## Regularized Regression in scikit-learn

### Load data into dataframe

In [1]:
import pandas as pd
url = 'http://archive.ics.uci.edu/ml/machine-learning-databases/communities/communities.data'
crime = pd.read_csv(url, header=None, na_values=['?'])
crime.head()

Unnamed: 0,0,1,2,3,4,5,6,7,8,9,...,118,119,120,121,122,123,124,125,126,127
0,8,,,Lakewoodcity,1,0.19,0.33,0.02,0.9,0.12,...,0.12,0.26,0.2,0.06,0.04,0.9,0.5,0.32,0.14,0.2
1,53,,,Tukwilacity,1,0.0,0.16,0.12,0.74,0.45,...,0.02,0.12,0.45,,,,,0.0,,0.67
2,24,,,Aberdeentown,1,0.0,0.42,0.49,0.56,0.17,...,0.01,0.21,0.02,,,,,0.0,,0.43
3,34,5.0,81440.0,Willingborotownship,1,0.04,0.77,1.0,0.08,0.12,...,0.02,0.39,0.28,,,,,0.0,,0.12
4,42,95.0,6096.0,Bethlehemtownship,1,0.01,0.55,0.02,0.95,0.09,...,0.04,0.09,0.02,,,,,0.0,,0.03


In [2]:
# examine the response variable
crime[127].describe()

count    1994.000000
mean        0.237979
std         0.232985
min         0.000000
25%         0.070000
50%         0.150000
75%         0.330000
max         1.000000
Name: 127, dtype: float64

In [3]:
# remove categorical features
crime.drop([0, 1, 2, 3, 4], axis=1, inplace=True)

# remove rows with any missing values
crime.dropna(inplace=True)

# check the shape
crime.shape

(319, 123)

## Simple Regression

### 1. Define X and y.
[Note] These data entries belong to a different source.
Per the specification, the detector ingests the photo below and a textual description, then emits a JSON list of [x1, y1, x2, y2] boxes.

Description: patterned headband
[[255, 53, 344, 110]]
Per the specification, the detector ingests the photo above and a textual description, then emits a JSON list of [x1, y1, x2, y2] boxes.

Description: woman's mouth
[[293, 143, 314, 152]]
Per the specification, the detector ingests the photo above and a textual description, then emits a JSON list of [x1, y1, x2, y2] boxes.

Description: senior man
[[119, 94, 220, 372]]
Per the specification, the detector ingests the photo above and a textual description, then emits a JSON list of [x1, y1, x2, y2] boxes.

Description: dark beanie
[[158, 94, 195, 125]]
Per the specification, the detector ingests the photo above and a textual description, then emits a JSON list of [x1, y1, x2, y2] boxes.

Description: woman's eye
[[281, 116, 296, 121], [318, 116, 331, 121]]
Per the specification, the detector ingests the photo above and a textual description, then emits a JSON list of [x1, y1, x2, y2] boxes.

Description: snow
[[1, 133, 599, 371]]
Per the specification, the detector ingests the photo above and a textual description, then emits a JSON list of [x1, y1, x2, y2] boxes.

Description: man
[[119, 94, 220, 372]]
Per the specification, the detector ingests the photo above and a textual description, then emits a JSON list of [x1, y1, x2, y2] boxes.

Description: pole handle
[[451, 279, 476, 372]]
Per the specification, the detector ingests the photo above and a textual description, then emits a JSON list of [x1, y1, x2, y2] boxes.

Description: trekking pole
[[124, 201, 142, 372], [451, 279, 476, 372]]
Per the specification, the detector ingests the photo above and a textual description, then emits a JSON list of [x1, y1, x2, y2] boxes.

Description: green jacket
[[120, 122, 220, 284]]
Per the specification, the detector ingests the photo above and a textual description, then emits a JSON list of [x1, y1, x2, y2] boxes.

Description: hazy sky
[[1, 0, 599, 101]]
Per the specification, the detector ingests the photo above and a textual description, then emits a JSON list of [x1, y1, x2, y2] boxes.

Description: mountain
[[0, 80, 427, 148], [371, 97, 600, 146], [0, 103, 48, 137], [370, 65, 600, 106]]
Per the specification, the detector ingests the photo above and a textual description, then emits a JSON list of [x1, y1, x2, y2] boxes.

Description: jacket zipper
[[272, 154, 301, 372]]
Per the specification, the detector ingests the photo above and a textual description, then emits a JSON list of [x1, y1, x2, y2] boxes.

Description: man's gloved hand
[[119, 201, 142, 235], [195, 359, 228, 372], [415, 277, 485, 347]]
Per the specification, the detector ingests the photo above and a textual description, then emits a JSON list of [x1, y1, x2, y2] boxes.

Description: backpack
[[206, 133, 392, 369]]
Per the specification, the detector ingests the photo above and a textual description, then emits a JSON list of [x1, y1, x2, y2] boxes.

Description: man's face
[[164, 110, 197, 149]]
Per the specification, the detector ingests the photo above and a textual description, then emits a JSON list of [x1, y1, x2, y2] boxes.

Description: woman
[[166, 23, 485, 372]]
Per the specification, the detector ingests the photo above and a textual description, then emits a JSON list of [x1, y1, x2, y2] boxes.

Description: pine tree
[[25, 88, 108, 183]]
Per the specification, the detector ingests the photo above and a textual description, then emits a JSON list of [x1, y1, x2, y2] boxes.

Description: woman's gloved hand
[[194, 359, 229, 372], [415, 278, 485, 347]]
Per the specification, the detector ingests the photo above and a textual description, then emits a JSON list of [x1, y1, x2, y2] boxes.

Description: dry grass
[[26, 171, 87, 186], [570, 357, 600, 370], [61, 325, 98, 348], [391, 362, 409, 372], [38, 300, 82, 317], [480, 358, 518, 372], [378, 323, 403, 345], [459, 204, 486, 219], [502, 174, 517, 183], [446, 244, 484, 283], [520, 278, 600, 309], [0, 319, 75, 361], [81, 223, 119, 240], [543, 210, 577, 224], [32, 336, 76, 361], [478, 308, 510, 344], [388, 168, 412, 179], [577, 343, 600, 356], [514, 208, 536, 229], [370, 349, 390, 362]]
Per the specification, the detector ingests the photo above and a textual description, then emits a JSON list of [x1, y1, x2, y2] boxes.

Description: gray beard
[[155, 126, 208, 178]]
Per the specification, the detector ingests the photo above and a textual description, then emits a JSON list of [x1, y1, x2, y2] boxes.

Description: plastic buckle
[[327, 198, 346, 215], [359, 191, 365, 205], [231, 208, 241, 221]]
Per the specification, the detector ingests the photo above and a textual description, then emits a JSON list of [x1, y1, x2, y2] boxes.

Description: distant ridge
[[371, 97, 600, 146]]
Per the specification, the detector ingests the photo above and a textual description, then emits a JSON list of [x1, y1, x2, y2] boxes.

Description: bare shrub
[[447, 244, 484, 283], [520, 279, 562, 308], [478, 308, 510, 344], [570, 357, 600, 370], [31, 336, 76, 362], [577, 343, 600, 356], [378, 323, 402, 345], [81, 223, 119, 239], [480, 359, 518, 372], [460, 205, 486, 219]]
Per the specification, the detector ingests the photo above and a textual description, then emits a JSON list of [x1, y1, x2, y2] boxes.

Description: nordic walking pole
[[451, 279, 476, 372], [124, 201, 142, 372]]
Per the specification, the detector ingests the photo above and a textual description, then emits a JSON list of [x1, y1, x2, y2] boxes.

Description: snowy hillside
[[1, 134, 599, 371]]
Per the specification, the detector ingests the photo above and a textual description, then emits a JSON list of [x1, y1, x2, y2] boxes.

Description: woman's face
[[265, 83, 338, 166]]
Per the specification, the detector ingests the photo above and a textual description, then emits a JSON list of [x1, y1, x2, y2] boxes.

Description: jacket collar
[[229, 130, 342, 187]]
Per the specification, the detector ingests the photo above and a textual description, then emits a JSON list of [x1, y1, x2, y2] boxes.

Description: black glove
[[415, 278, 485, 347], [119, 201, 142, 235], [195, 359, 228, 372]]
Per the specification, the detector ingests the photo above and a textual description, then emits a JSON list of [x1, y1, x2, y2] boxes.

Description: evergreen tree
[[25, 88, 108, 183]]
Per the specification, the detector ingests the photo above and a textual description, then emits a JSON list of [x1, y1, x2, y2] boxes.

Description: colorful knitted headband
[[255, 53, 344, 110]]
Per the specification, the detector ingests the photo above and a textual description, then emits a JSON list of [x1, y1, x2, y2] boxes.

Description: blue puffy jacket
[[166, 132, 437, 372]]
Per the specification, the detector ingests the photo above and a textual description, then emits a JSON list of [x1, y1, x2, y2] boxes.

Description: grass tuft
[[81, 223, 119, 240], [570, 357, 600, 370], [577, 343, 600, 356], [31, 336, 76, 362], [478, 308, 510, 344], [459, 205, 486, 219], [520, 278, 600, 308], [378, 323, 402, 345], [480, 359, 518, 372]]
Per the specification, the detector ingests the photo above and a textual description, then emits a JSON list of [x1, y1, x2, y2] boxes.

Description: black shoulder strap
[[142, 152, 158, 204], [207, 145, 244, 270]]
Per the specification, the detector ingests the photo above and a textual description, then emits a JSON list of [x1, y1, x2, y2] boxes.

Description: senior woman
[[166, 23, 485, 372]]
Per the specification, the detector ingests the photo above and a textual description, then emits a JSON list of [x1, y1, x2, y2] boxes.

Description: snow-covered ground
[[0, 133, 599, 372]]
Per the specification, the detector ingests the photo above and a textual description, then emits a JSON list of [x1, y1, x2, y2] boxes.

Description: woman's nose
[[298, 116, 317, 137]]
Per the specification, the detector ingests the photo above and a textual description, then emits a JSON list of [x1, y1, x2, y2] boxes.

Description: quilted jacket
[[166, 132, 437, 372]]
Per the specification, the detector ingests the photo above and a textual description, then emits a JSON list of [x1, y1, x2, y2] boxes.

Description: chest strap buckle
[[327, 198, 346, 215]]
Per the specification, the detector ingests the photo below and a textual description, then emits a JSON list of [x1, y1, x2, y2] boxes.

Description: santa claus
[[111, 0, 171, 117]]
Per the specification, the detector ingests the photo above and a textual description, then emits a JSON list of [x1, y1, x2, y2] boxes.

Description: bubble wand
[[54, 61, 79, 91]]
Split into training and testing sets

In [4]:
from sklearn.cross_validation import train_test_split
X = crime.drop(127, axis=1)
y = crime[127]

X_train, X_test, y_train, y_test = train_test_split(X, y, random_state=1)



### 2. Build a Linear regression model

In [5]:
from sklearn.linear_model import LinearRegression
linreg = LinearRegression()
linreg.fit(X_train, y_train)

LinearRegression(copy_X=True, fit_intercept=True, n_jobs=1, normalize=False)

In [15]:
### examine the coefficients
# print linreg.coef_

### 3. Make predictions and calculate RMSE

In [7]:
y_pred = linreg.predict(X_test)

In [8]:
from sklearn import metrics
import numpy as np
print np.sqrt(metrics.mean_squared_error(y_test, y_pred))

0.233813676495


#### Notes: This RMSE is what we are going to compare before and after regularization.

## Ridge

### 1. Make Ridge regression and tune alpha = 0 and alpha = 0.1 to see difference

In [11]:
# alpha=0 is equivalent to linear regression
from sklearn.linear_model import Ridge
ridgereg = Ridge(alpha=0, normalize=True)
ridgereg.fit(X_train, y_train)
y_pred = ridgereg.predict(X_test)
print('RMSE when alpha=0: ')
print np.sqrt(metrics.mean_squared_error(y_test, y_pred))


# try alpha=0.1
ridgereg = Ridge(alpha=0.1, normalize=True)
ridgereg.fit(X_train, y_train)
y_pred = ridgereg.predict(X_test)
print('RMSE when alpha=0.1: ')
print np.sqrt(metrics.mean_squared_error(y_test, y_pred))

RMSE when alpha=0: 
0.233813676495
RMSE when alpha=0.1: 
0.164279068049


### 2. Create an array of alpha values

In [13]:
alpha_range = 10.**np.arange(-2, 3)
alpha_range

array([  1.00000000e-02,   1.00000000e-01,   1.00000000e+00,
         1.00000000e+01,   1.00000000e+02])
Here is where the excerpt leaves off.